スピードメーターに目は向けない。視線は前方へ固定し、神経は周囲へ張り巡らせる。
さあ、こっちだ。
湊の声が蘇る。児戯のような口調だった。
自己犠牲も蛮勇も自分達の遣り方じゃない。何か意図がある筈だ。無計画に自分を危険に晒すようなことはしない。
無我夢中だった。
何処へ向かっているのか、湊が何処にいるのか。そんなことは考えもしなかった。夢中でバイクを走らせて、到着した時、闇の中に小さな火が灯っているのが見えた。
「ーー航?」
湊の声がした。
虚を突かれたかのような無作為な声だった。
バイクのヘッドライトが辺りを照らす。湊とリュウが蝋燭の火を囲んでしゃがみ込んでいた。
「早かったね」
なんだ、そりゃ。
そう言おうと思うのに、口の中がからからに乾いていて声が出なかった。酷く息が切れている。まるで、それまで無呼吸でいたみたいだ。

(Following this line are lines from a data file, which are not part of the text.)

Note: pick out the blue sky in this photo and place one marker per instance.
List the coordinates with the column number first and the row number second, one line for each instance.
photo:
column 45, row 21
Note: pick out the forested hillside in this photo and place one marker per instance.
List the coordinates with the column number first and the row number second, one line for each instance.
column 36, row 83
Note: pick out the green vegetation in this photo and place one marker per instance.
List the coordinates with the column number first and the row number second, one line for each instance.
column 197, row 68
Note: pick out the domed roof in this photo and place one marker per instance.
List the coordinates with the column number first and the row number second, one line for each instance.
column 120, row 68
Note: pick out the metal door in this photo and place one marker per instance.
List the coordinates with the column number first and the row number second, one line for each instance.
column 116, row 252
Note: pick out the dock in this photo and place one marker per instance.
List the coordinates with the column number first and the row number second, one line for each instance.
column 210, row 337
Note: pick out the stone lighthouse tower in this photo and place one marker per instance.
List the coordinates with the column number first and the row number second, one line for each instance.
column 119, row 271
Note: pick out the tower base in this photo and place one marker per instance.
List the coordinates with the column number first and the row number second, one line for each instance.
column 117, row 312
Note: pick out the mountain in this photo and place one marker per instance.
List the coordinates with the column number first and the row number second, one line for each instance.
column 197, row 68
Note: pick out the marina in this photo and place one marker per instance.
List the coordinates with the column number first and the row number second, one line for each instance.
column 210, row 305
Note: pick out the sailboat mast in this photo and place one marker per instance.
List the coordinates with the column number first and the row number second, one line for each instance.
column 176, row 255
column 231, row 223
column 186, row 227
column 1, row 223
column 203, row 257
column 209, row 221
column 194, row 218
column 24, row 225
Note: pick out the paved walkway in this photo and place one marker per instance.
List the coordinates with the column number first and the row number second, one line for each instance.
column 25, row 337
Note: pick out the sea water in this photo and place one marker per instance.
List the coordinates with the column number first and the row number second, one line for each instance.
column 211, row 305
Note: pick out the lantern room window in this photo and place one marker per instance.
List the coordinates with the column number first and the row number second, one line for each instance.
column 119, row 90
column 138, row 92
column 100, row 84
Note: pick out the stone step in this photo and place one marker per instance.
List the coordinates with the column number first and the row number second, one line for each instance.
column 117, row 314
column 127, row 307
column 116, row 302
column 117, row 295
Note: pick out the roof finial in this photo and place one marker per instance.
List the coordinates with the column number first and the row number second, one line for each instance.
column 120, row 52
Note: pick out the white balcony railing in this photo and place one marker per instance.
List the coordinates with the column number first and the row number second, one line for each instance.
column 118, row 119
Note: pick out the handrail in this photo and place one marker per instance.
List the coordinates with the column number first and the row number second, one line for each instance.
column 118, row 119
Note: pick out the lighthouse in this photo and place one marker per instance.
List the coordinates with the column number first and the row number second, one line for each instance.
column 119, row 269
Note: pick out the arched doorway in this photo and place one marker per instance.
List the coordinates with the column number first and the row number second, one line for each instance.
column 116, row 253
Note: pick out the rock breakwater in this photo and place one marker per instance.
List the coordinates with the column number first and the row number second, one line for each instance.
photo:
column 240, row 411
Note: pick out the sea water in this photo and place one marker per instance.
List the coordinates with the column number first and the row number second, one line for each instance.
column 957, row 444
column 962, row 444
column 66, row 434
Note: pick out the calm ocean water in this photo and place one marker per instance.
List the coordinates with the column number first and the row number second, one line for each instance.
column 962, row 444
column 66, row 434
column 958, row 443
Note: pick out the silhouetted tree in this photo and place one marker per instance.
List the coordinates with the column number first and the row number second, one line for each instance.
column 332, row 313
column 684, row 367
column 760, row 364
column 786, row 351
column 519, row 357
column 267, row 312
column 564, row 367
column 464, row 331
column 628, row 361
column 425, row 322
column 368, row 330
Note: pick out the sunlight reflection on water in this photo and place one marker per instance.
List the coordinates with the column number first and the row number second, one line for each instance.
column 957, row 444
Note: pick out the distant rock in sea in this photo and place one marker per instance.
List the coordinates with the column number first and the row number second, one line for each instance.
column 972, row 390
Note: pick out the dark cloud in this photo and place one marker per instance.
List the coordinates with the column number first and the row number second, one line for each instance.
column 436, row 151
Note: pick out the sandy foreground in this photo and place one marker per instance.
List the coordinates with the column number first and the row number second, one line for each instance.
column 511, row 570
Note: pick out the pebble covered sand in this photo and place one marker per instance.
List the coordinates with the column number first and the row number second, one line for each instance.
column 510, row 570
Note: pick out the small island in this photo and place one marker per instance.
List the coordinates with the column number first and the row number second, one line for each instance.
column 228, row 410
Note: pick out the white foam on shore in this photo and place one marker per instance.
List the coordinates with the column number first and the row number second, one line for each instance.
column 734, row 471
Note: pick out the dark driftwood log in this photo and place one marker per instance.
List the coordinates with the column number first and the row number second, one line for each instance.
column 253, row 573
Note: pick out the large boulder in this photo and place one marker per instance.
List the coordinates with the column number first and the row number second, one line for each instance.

湊はリュウと顔を見合わせると、子供のように手招きした。航はバイクのエンジンを切って側へ歩み寄った。
蝋燭の側には、一枚の半紙があった。無数の記号が墨汁で書かれている。漢字のようだが、流れるような達筆で解読出来なかった。そもそも、漢語圏で生活したことが無い。
ならば、これを書いたのはリュウだ。そして、リュウが書いたということは陰陽道に属する何かの術式なのではないか。演繹的な思考を巡らせていると、湊が周囲を見回して問い掛けた。
「ソフィアは無事? 霊と話は出来た?」
「……」
航の沈黙から答えを拾い、湊は控え目に笑った。
「そりゃそうさ。だって、耳も口も無かったからね」
見透かすような言葉に苛立ちが込み上げる。
解っていたならーー、と言おうとして止めた。湊は初めからソフィアの交霊に苦言を呈していた。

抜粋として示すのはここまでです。